GDNF has been hailed as a potential breakthrough for Parkinson’s ever since it was discovered in 1993. In the lab, it was shown to bring dying brain cells back to life and it has proved to be particularly effective on dopamine neurons, the ones lost in Parkinson’s. However, the intervening years have seen the drug mired in controversy.
What is GDNF?
Our brains contain two main types of cells: neurons and glial cells. Although less well-known, glial cells actually make up 90% of brain cells. Their name comes from “glia” – Latin for “glue.” Initially thought to play only a supporting role, glial cells are now known to be critical in synapse formation. They also nourish neurons with chemicals called “neurotrophic factors” (from the Greek for “nerve-feeding”).
Glial Cell-Derived Neurotrophic Factor (GDNF) is one of these.

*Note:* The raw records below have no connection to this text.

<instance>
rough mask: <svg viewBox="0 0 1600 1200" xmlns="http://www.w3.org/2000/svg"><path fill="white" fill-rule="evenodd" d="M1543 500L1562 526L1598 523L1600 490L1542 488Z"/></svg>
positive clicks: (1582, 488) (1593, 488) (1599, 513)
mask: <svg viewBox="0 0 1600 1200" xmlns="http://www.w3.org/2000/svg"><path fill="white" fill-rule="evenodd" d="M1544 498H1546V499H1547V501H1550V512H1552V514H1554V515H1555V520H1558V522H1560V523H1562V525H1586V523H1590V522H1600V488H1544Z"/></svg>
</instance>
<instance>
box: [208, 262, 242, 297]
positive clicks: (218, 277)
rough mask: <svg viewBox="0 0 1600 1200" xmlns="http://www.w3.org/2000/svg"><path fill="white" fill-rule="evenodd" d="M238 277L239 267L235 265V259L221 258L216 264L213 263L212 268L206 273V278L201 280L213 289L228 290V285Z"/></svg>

In 1952 Rita Levi–Montalcini isolates a substance from tumors in mice that causes vigorous nervous system growth in chicken embryos. Her findings lead to the discovery of nerve growth factors: proteins native to the human body, including GDNF. In 1986, she and Stanley Cohen win the Nobel Prize in Physiology or Medicine. Their work provides deeper understanding of deformities, senile dementia, delayed wound healing, and tumor diseases. At the time, she was one of a dozen or so women to receive the Nobel Prize in science.

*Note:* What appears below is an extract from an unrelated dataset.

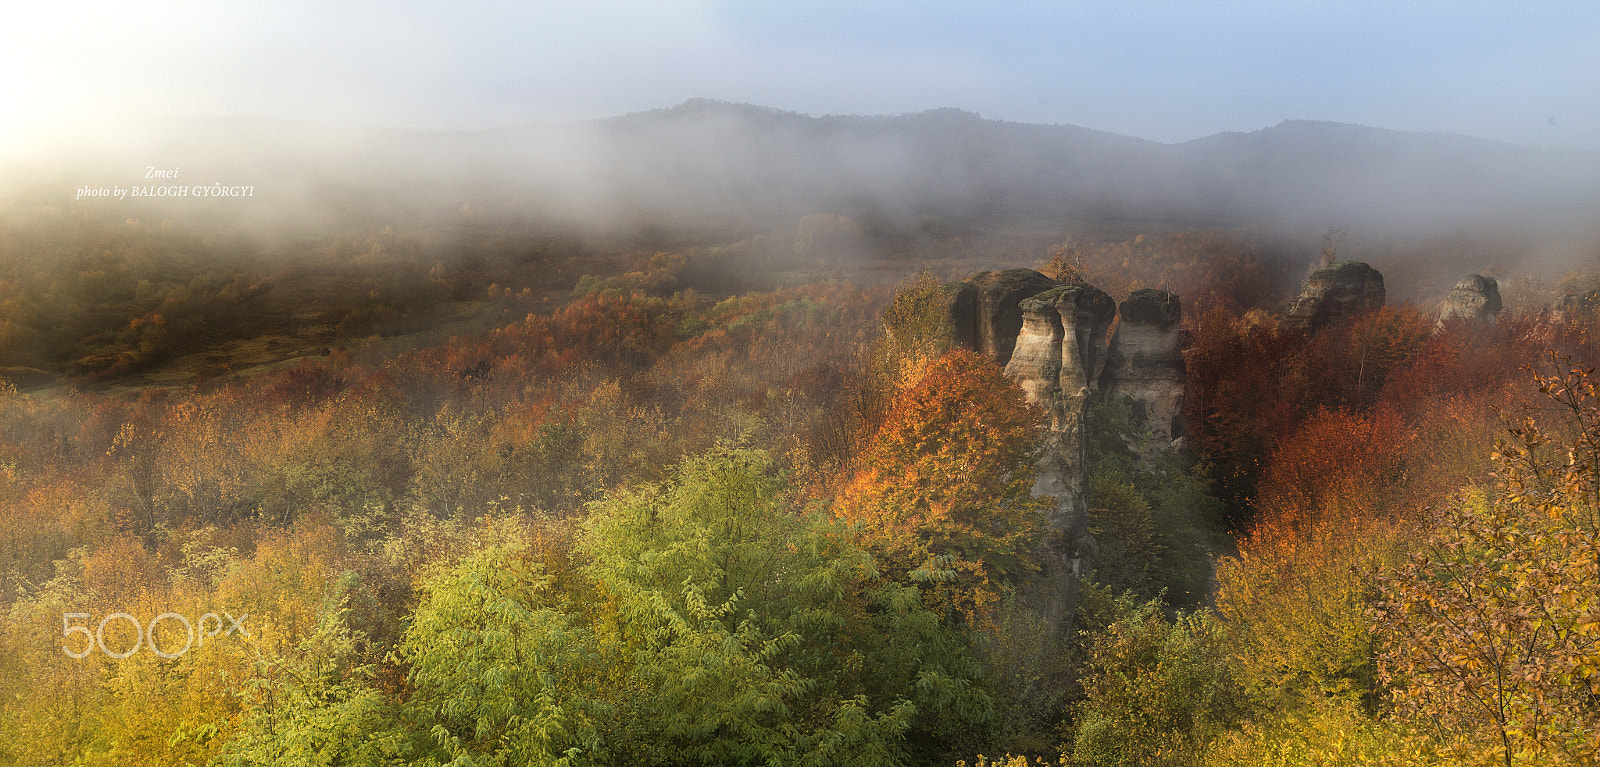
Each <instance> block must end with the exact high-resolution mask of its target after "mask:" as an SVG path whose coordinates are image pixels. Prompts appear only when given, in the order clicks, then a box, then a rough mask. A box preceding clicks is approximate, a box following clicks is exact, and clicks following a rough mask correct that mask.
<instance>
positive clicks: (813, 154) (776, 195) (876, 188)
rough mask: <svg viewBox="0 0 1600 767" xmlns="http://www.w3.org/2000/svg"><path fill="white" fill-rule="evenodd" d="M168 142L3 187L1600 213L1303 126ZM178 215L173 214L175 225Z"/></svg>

In 1993, in a breakthrough study, GDNF is found in the lab to bring dying dopamine neurons back to life (Lin et al.) Researchers note it could be useful in treating Parkinson’s, for which there are no treatments to prevent continued degeneration of neurons.
A 1996 study (Gash, et al.) GDNF proves effective in improving the symptoms of Parkinson’s-like symptoms in monkeys.
Late 90s to mid-2000s: Other animal studies confirm GDNF’s utility in animal models of Parkinson’s and also in spinal cord injuries.
A 1999 study (Kordower, et al.) shows that delivering GDNF via intraventricular injection does not deliver it to the correct part of the brain. Post-mortem brain scans of one patient who died (unrelated to the trial) show no reduction in Parkinson’s symptoms and no evidence of structural repair in the brain. The patient did however experience unwanted side effects, including nausea, tingling, and hallucinations.
In 2001, Steve Gill is the first to administer GDNF directly into the putamen in a Phase I study of people with Parkinson’s. By implanting a catheter into the brain, he solves a problem from earlier studies, where GDNF did not access the target area (because it cannot cross the blood-brain barrier, it must be delivered directly into the brain). After one year, the five patients show a 39% improvement in their off-medication motor scores. They improve more than 60% in their UPDRS scores – a unified rating system that assesses the progression of Parkinson’s. One patient even returns to work after being on disability. However, the Phase I trial does not have a placebo arm, casting doubt over the results.
2004 – Pharmaceutical company Amgen halts a Phase II GDNF trial after six months. Amgen cites safety concerns when some patients develop antibodies to the treatment. It points to another study showing that some monkeys on large doses of GDNF develop lesions in their brains. The trial’s premature end sparks international controversy, with some, including author Nick Nelson (“Monkey in the Middle: How One Drug Company Kept a Parkinson’s Disease Breakthrough Out of Reach”) claiming that the decision was financial.
2019. Phase 2 trial in Bristol (“Randomized Parkinson’s Trial of GDNF Administered via Intermittent Intraputamenal Convection-Enhanced Delivery”, Whone et al, Brain, March 2019) fails to show significant improvement in motor scores at 40 weeks, but finds a 30% improvement in the 40-week open-label extension study that followed. The GDNF group showed highly significantly increased 18F-DOPA uptake throughout the entire putamen that reached 100% improvement in the posterior portion.